SUSTAINING COMPANY CULTURE
Wednesday 25 November 2020
A recent HBR article explained that the lack of social interactions can make an organisation’s corporate culture feel cold and distant, turning it into a liability if left neglected. Here’s how to keep that culture alive by making it a leadership priority
1 Enhance freedom of expression
David Kessler, a grief expert, said in a recent interview that everyone in the workplace is currently experiencing grief. “The loss of normalcy; the fear of economic toll; the loss of connection… We are not used to this kind of collective grief in the air.”
Uncertainty triggers different feelings amongst team members. It is essential to give employees the freedom to express emotions while balancing home and work life. An understanding leader promotes stronger collaboration, less stress, and greater morale for a more unified company culture.

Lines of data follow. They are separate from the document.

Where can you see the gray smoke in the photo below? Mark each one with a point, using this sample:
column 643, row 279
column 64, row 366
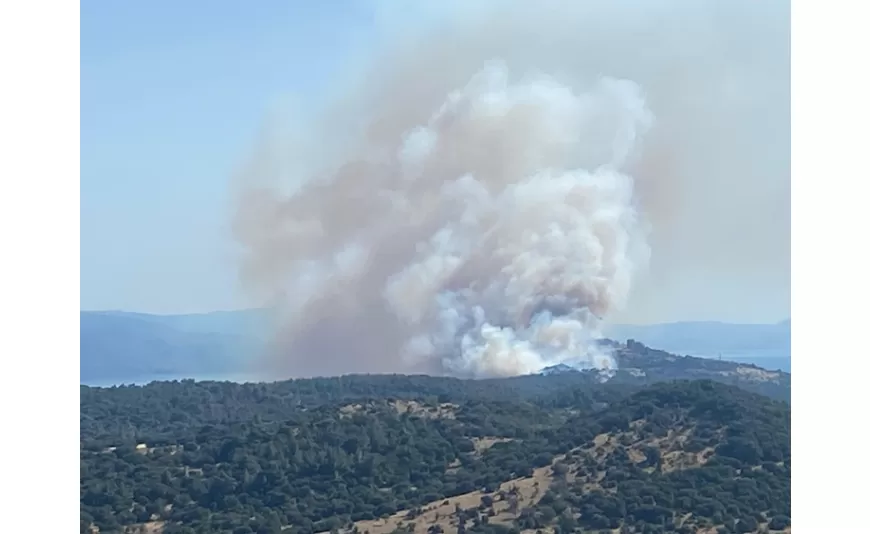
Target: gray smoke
column 499, row 184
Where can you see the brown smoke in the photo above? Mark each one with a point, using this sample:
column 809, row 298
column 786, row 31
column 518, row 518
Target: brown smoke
column 371, row 262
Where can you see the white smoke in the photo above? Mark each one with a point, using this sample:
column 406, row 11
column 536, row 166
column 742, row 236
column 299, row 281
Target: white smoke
column 486, row 216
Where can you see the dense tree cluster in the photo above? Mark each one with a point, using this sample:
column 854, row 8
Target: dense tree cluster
column 316, row 455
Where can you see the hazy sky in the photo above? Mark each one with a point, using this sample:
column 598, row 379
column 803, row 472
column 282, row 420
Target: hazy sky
column 174, row 95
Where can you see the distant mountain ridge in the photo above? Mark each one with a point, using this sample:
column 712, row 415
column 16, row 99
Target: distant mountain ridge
column 127, row 347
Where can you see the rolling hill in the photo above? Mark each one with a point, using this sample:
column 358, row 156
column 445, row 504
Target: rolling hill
column 400, row 454
column 124, row 347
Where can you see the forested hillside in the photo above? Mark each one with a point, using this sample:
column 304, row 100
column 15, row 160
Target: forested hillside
column 386, row 453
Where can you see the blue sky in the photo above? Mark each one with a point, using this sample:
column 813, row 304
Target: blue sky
column 173, row 95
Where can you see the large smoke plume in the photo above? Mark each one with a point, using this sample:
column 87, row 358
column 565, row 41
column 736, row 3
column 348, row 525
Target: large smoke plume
column 495, row 188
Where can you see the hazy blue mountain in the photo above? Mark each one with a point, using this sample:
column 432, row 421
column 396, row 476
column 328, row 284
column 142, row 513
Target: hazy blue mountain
column 121, row 347
column 765, row 345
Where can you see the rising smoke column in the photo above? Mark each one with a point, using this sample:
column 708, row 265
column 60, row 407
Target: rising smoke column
column 429, row 171
column 487, row 241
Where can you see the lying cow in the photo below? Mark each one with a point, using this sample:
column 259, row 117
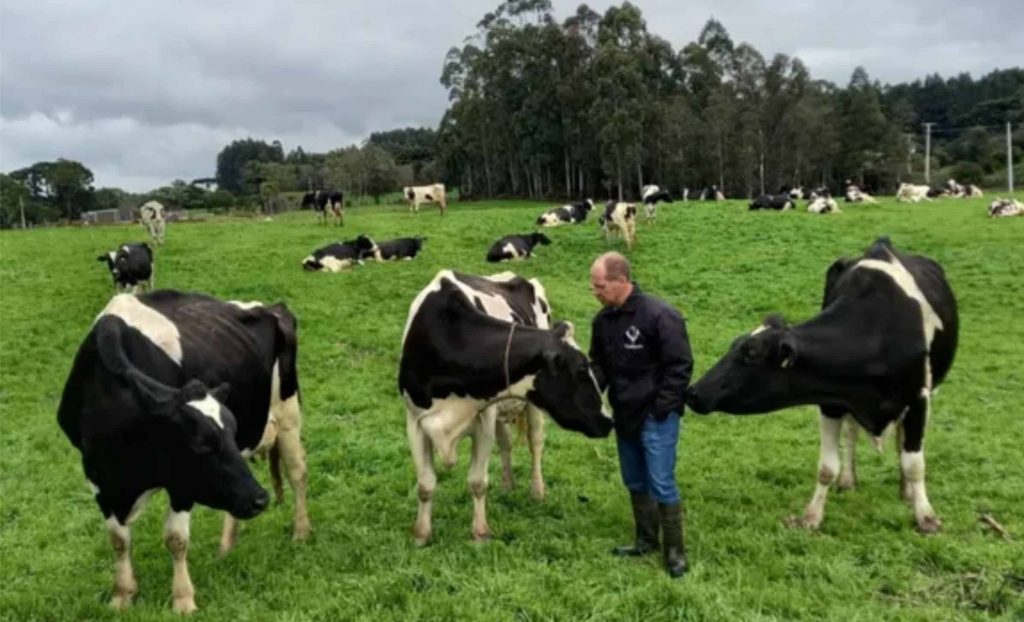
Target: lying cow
column 572, row 213
column 909, row 193
column 131, row 266
column 472, row 345
column 823, row 205
column 777, row 202
column 151, row 214
column 327, row 202
column 620, row 218
column 340, row 255
column 650, row 196
column 417, row 195
column 399, row 248
column 172, row 391
column 884, row 341
column 516, row 247
column 1003, row 208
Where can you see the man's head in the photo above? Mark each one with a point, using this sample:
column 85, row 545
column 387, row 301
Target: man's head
column 609, row 279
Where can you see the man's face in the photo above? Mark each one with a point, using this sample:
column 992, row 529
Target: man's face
column 609, row 292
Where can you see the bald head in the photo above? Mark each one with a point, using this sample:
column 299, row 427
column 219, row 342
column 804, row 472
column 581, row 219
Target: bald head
column 609, row 279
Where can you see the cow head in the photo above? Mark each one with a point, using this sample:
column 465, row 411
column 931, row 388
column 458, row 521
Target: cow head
column 565, row 387
column 753, row 377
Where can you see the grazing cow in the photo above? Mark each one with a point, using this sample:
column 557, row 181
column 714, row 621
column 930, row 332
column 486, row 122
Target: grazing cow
column 325, row 202
column 130, row 266
column 780, row 202
column 470, row 345
column 425, row 194
column 516, row 247
column 712, row 194
column 339, row 255
column 399, row 248
column 620, row 218
column 823, row 205
column 651, row 196
column 910, row 193
column 151, row 214
column 573, row 213
column 172, row 391
column 884, row 341
column 855, row 195
column 1001, row 208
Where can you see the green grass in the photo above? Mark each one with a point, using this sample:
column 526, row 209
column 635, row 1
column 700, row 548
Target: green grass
column 724, row 266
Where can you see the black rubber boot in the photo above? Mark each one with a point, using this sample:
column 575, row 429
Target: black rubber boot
column 645, row 517
column 673, row 526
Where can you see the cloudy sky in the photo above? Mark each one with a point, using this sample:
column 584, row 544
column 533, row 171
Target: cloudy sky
column 146, row 92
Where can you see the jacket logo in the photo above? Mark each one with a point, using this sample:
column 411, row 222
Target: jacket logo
column 632, row 335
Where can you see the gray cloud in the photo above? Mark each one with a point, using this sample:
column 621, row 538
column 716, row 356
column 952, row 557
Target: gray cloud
column 143, row 93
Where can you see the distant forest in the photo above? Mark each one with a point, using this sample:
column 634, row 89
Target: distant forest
column 597, row 106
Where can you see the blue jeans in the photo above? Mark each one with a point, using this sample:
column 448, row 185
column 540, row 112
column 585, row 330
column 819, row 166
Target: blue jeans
column 648, row 459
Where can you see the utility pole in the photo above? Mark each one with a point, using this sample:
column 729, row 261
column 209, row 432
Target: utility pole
column 928, row 152
column 1010, row 159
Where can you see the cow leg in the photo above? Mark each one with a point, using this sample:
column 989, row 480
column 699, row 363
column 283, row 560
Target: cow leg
column 535, row 421
column 426, row 479
column 483, row 441
column 294, row 455
column 911, row 463
column 505, row 449
column 125, row 586
column 827, row 470
column 848, row 474
column 176, row 539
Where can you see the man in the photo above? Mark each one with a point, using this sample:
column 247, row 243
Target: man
column 641, row 354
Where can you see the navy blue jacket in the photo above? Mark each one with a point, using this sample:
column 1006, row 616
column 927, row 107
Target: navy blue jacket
column 640, row 353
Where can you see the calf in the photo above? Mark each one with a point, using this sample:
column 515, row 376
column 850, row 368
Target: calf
column 151, row 215
column 620, row 218
column 472, row 344
column 651, row 196
column 130, row 266
column 417, row 195
column 572, row 213
column 327, row 202
column 777, row 202
column 884, row 341
column 1001, row 208
column 515, row 247
column 339, row 255
column 172, row 391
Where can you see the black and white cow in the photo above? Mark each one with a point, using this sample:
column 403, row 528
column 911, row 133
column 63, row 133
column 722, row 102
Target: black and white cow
column 172, row 391
column 151, row 214
column 620, row 218
column 516, row 247
column 1003, row 208
column 399, row 248
column 712, row 194
column 572, row 213
column 131, row 266
column 885, row 339
column 417, row 195
column 651, row 196
column 779, row 202
column 340, row 255
column 325, row 202
column 471, row 346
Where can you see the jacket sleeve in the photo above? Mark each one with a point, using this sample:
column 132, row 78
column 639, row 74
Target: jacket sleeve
column 675, row 361
column 598, row 360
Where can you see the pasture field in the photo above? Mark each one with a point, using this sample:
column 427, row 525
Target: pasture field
column 725, row 267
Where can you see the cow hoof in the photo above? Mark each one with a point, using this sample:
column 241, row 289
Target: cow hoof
column 184, row 606
column 929, row 525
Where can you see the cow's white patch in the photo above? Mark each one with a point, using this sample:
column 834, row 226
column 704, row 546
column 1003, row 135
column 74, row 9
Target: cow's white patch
column 156, row 326
column 209, row 407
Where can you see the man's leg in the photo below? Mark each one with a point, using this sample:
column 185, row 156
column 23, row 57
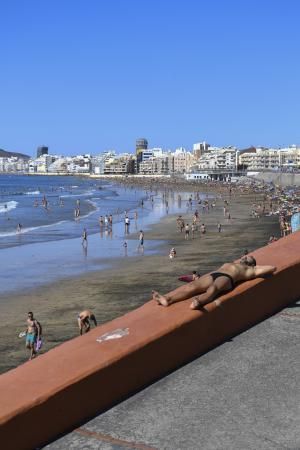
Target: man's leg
column 191, row 289
column 80, row 325
column 87, row 325
column 221, row 284
column 32, row 352
column 206, row 297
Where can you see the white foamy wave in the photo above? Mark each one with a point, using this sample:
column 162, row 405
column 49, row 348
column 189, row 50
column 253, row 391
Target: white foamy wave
column 27, row 230
column 85, row 194
column 5, row 207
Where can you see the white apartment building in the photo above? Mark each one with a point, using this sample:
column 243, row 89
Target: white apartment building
column 40, row 164
column 183, row 161
column 270, row 159
column 219, row 158
column 120, row 165
column 13, row 164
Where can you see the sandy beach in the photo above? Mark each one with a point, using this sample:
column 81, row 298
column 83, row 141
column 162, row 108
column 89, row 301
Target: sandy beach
column 127, row 284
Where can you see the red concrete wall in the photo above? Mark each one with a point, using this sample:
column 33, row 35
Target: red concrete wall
column 58, row 390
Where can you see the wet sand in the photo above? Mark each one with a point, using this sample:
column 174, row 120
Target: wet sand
column 128, row 283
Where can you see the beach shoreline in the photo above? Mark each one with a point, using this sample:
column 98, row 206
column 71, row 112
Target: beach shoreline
column 127, row 283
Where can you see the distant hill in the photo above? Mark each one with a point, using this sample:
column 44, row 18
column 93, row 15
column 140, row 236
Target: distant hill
column 5, row 154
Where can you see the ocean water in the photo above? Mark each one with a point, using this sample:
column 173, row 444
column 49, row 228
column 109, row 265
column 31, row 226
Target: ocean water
column 44, row 206
column 48, row 245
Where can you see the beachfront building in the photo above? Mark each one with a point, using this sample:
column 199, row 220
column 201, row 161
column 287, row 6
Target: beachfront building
column 218, row 158
column 183, row 160
column 80, row 164
column 120, row 164
column 42, row 150
column 156, row 165
column 41, row 164
column 99, row 161
column 141, row 145
column 13, row 164
column 270, row 159
column 199, row 149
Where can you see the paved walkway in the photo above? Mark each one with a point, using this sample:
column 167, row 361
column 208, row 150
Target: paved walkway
column 243, row 395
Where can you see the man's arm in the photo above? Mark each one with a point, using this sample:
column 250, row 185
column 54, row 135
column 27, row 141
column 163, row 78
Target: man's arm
column 264, row 270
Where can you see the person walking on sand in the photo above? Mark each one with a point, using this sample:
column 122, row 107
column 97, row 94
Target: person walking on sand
column 84, row 237
column 208, row 286
column 187, row 231
column 141, row 239
column 33, row 334
column 83, row 320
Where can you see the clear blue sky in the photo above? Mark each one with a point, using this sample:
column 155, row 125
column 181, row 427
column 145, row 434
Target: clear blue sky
column 90, row 75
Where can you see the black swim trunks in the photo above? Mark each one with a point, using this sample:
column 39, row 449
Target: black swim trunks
column 216, row 275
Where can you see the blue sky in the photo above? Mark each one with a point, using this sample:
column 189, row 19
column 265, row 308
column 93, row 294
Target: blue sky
column 87, row 76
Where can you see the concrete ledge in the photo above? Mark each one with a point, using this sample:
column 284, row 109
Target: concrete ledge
column 50, row 395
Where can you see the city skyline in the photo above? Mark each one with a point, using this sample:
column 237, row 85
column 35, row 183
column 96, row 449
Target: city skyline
column 89, row 78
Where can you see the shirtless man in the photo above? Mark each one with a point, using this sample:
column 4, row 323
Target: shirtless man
column 84, row 321
column 215, row 283
column 33, row 333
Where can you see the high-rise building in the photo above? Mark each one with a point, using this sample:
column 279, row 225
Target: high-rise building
column 140, row 146
column 42, row 150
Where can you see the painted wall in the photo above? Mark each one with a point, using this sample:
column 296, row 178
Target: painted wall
column 74, row 381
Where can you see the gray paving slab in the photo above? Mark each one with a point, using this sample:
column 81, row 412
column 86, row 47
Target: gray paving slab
column 243, row 395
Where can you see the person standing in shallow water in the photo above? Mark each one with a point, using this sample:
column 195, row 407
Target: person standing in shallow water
column 33, row 334
column 83, row 320
column 84, row 237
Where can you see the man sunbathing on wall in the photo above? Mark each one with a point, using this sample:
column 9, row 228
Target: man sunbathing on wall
column 215, row 283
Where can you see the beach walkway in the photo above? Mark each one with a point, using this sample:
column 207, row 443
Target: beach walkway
column 242, row 395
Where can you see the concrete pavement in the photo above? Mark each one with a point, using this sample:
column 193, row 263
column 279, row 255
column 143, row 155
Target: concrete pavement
column 243, row 395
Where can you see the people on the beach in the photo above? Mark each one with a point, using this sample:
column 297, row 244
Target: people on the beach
column 141, row 239
column 207, row 287
column 83, row 320
column 84, row 237
column 195, row 275
column 33, row 334
column 172, row 253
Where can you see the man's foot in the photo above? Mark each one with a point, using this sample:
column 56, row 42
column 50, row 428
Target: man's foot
column 160, row 299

2 Create a sense of community
As people are accustomed to working together, there can be many different reactions to the new environment. Some members quickly adapt, while others do not. It’s crucial to re-evaluate everyone’s needs and prioritise inclusivity, according to a McKinsey study. Consider how you introduce someone new to the team, share company communications, or recognise and award top performers. Your approach will help reinforce the company’s culture.
3 Refresh communication methods
Communication is key to ensuring that remote workers do not feel disconnected or isolated. Jonathan Steiman, the founder of Peak Support, suggests using the following four strategies: first, leverage technology tools to establish viable communication channels .Second, managers check in one-on-one with members whenever possible. Third, leaders should welcome feedback by maintaining a virtual open door. And fourth, managers ought to meet all new hires to establish a connection.
4 The role of a leader
Corporate culture will remain dormant if leaders do not demonstrate their commitment to the company and their teams by accommodating employees. Start reigniting core values by talking about what the company stands for and how everyone drives those goals.
Cultures that align with the vision, purpose, and goals of an organisation do not have to disappear as teams move remotely. There is an opportunity to be a part of an evolving workforce, but there needs to be intention to make that happen.